Inflation, Interest Rates and the Fed
Interest Rates and the FedInterest rates change on a regular basis. The rates that you pay on a mortgage or other type of loan will vary from day-to-day and week-to-week based on many macroeconomic variables, including inflation, unemployment rates, growth rates, tax laws, and the Fed's policies and outlook. The Fed affects interest rates by setting two key rates, the discount rate and the federal funds rate. The discount rate is the rate which the Federal Reserve Bank charges its member banks for overnight loans. The Fed actually controls this rate directly, but it tends to have little impact on the activities of banks because these funds are also available elsewhere. The federal funds rate is the interest rate at which banks loan excess reserves to each other. While the Fed can't directly affect this rate, it effectively controls it in the way it buys and sells Treasuries to banks. This is the rate that reaches individual investors, though the changes usually aren't felt for a period of time .
So, why should the average investor care about interest rates? Of course, interest rates affect things such as loans and mortgages, but they also have an effect on the markets as well. As rates change, the demand for different types of investments will change as well.
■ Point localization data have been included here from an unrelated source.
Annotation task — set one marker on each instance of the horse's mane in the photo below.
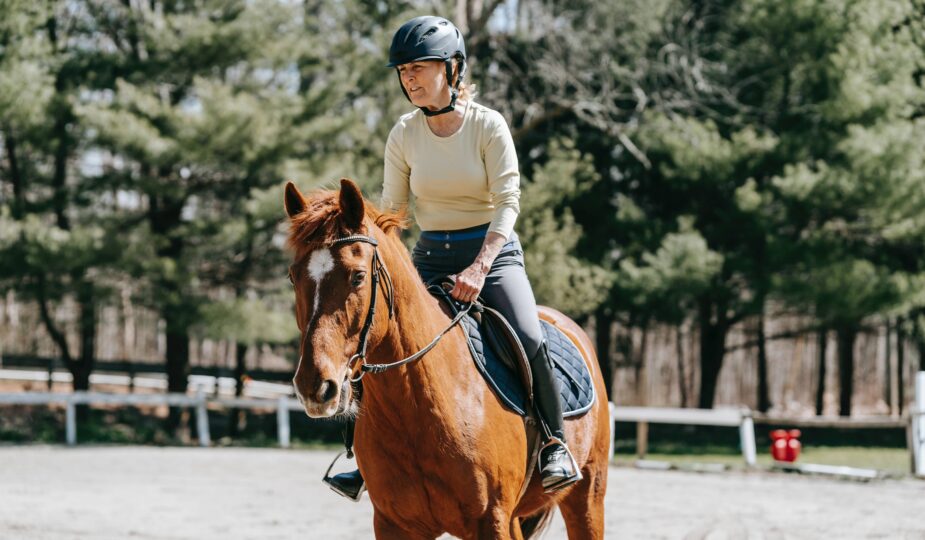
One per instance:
(319, 223)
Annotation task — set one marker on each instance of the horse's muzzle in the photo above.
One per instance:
(328, 399)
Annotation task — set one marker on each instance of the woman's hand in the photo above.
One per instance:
(469, 282)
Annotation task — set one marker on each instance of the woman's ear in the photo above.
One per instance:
(352, 208)
(293, 200)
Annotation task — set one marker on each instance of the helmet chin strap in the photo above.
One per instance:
(454, 90)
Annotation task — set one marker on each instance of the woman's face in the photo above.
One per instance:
(425, 83)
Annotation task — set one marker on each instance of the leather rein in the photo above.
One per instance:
(382, 279)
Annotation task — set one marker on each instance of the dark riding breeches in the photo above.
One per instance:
(507, 288)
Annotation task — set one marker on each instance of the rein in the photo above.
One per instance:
(388, 291)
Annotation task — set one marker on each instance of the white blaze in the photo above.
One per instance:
(319, 264)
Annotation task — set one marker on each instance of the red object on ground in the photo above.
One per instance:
(785, 445)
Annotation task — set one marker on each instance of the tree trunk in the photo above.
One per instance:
(823, 340)
(603, 322)
(846, 336)
(177, 366)
(764, 394)
(888, 372)
(713, 332)
(238, 417)
(901, 364)
(84, 366)
(16, 178)
(682, 373)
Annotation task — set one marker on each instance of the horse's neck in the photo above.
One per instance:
(427, 386)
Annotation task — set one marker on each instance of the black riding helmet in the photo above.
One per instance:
(430, 38)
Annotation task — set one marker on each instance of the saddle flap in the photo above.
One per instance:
(502, 339)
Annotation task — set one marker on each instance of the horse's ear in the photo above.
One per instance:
(352, 208)
(294, 201)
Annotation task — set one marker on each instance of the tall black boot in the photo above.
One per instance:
(557, 466)
(348, 484)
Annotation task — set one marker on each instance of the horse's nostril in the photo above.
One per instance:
(327, 391)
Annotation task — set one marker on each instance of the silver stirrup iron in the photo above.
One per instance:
(539, 463)
(327, 478)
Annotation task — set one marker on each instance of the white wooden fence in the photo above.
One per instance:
(201, 402)
(740, 418)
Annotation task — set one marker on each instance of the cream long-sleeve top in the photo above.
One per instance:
(467, 179)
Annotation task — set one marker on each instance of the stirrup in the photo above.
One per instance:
(329, 481)
(566, 481)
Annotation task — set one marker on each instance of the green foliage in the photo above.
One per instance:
(549, 234)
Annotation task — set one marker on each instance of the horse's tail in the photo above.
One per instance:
(532, 526)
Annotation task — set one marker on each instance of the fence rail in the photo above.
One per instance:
(740, 418)
(201, 402)
(154, 381)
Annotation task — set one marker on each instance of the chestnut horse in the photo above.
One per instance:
(437, 449)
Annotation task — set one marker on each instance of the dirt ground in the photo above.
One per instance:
(55, 493)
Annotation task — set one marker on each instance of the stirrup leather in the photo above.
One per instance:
(327, 479)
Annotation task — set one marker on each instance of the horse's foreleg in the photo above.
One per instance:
(385, 529)
(583, 507)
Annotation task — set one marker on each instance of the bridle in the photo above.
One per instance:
(385, 282)
(382, 279)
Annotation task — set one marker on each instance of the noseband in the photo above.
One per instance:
(379, 269)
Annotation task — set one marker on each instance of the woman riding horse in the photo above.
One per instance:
(457, 158)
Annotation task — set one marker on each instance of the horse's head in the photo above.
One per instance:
(334, 237)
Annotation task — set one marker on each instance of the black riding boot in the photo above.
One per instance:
(557, 467)
(349, 484)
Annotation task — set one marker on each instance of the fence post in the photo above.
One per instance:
(747, 438)
(282, 421)
(642, 439)
(917, 417)
(70, 421)
(202, 418)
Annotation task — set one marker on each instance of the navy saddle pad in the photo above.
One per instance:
(576, 388)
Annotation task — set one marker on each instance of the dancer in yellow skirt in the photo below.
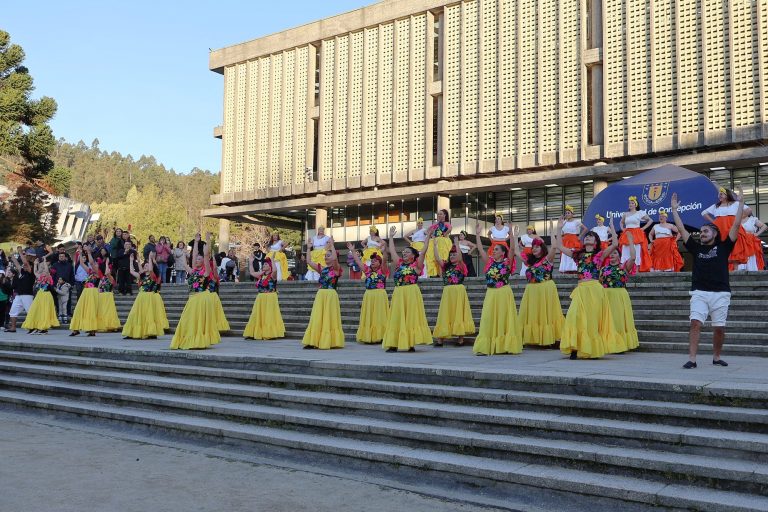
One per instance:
(86, 314)
(588, 330)
(441, 233)
(277, 255)
(374, 311)
(108, 319)
(499, 324)
(317, 252)
(324, 329)
(145, 320)
(407, 325)
(266, 321)
(454, 318)
(614, 277)
(541, 315)
(42, 313)
(197, 327)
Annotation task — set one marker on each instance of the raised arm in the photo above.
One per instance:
(480, 250)
(733, 233)
(678, 221)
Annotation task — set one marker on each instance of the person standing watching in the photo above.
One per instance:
(710, 286)
(23, 285)
(162, 252)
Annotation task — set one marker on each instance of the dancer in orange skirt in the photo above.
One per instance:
(572, 232)
(665, 256)
(630, 223)
(754, 228)
(721, 214)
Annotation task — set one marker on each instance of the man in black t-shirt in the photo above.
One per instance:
(710, 286)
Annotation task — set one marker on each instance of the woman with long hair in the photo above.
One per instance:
(541, 314)
(499, 325)
(467, 248)
(630, 223)
(454, 317)
(197, 327)
(665, 256)
(572, 231)
(374, 312)
(266, 320)
(588, 326)
(441, 232)
(754, 228)
(86, 314)
(42, 313)
(614, 276)
(324, 329)
(407, 324)
(317, 249)
(145, 321)
(277, 255)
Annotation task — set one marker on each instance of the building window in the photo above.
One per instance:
(437, 130)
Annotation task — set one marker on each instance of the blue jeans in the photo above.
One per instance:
(163, 269)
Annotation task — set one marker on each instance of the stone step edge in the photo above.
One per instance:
(566, 480)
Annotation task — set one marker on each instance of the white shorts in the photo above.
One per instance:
(710, 304)
(20, 302)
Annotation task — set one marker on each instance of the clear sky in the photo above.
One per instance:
(135, 74)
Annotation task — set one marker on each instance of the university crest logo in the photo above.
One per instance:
(655, 193)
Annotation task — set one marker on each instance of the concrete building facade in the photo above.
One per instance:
(389, 112)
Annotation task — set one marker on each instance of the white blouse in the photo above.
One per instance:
(722, 211)
(662, 232)
(633, 220)
(499, 234)
(572, 227)
(419, 235)
(602, 232)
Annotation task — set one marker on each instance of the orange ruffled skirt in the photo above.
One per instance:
(665, 256)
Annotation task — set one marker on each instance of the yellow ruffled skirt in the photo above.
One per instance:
(454, 318)
(278, 258)
(623, 321)
(218, 310)
(407, 325)
(42, 313)
(266, 321)
(86, 314)
(589, 323)
(541, 314)
(444, 245)
(324, 329)
(143, 321)
(197, 326)
(374, 314)
(499, 325)
(107, 316)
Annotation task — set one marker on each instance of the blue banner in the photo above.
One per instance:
(653, 190)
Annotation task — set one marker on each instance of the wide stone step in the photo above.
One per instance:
(584, 487)
(733, 475)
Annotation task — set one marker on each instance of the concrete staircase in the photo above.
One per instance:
(661, 305)
(536, 441)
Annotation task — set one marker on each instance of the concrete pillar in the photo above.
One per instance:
(223, 235)
(321, 218)
(598, 186)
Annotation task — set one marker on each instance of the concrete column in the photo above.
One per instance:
(443, 202)
(223, 235)
(321, 218)
(598, 186)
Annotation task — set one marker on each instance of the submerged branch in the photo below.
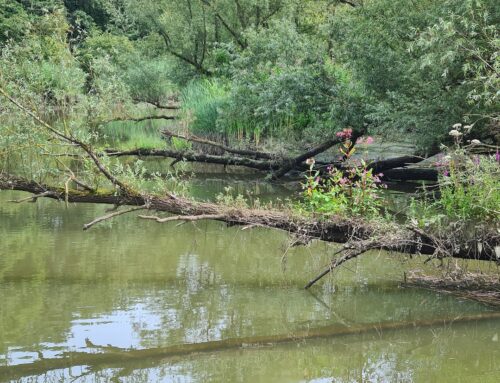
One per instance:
(189, 218)
(241, 152)
(116, 356)
(112, 215)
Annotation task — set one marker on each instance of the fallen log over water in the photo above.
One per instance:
(393, 168)
(117, 356)
(358, 235)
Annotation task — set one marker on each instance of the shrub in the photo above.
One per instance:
(353, 191)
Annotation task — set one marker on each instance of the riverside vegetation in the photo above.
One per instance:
(260, 79)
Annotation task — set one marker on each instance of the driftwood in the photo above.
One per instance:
(393, 169)
(241, 152)
(358, 235)
(139, 119)
(110, 355)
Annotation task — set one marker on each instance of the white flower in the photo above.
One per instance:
(310, 161)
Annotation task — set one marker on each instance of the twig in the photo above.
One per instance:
(353, 253)
(112, 215)
(33, 198)
(183, 217)
(115, 181)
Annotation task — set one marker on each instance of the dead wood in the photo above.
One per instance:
(110, 355)
(241, 152)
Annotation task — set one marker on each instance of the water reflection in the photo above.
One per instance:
(144, 285)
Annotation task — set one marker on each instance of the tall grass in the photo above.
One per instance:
(202, 102)
(130, 135)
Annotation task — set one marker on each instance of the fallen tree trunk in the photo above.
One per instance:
(240, 152)
(393, 168)
(191, 156)
(139, 119)
(110, 355)
(358, 235)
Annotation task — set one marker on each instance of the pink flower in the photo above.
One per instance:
(345, 133)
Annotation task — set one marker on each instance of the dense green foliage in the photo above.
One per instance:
(291, 70)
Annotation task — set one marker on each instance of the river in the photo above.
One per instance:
(137, 285)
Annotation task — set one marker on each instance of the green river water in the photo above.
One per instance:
(138, 285)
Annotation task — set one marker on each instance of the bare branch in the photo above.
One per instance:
(112, 215)
(184, 217)
(115, 181)
(33, 198)
(200, 140)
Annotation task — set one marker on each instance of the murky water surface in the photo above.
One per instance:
(140, 285)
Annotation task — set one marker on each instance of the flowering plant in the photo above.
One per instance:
(346, 190)
(468, 188)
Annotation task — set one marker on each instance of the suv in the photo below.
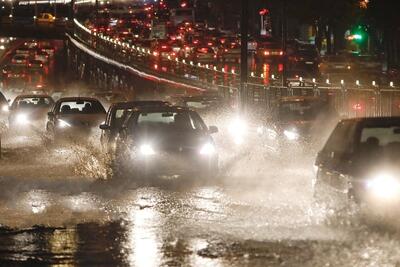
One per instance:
(360, 161)
(166, 141)
(116, 115)
(74, 117)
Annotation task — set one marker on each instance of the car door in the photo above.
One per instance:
(334, 160)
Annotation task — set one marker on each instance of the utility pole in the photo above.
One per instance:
(244, 56)
(284, 42)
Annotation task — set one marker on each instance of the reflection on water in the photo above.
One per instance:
(143, 240)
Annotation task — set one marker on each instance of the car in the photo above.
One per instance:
(162, 51)
(359, 164)
(45, 18)
(42, 56)
(305, 57)
(203, 55)
(50, 50)
(24, 50)
(269, 51)
(35, 64)
(166, 141)
(116, 116)
(74, 117)
(204, 104)
(29, 110)
(230, 52)
(14, 72)
(20, 59)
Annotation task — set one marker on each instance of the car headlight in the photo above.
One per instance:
(238, 129)
(63, 124)
(22, 119)
(207, 149)
(146, 150)
(384, 186)
(291, 134)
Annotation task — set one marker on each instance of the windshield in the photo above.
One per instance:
(32, 102)
(169, 120)
(81, 107)
(3, 99)
(379, 141)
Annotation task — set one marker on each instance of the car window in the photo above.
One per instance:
(342, 138)
(3, 99)
(32, 102)
(381, 136)
(81, 107)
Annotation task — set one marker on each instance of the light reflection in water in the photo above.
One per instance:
(143, 241)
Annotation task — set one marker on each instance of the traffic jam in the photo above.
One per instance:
(293, 167)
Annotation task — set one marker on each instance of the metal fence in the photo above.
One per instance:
(349, 100)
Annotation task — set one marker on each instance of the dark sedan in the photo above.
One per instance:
(360, 162)
(166, 142)
(116, 116)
During periods of low interest rates, stocks are considered more attractive than bonds and other fixed interest investments-the price the banks and other institutions are willing to pay to borrow your money has gone down. Similarly, periods of high interest rates are considered bad for stocks because safer investments earn higher returns. Moreover, the interest rate picture is often seen as an indicator for the economy on a large scale. High interest rates mean it is more expensive for businesses to borrow money to expand and will also likely decrease consumer spending.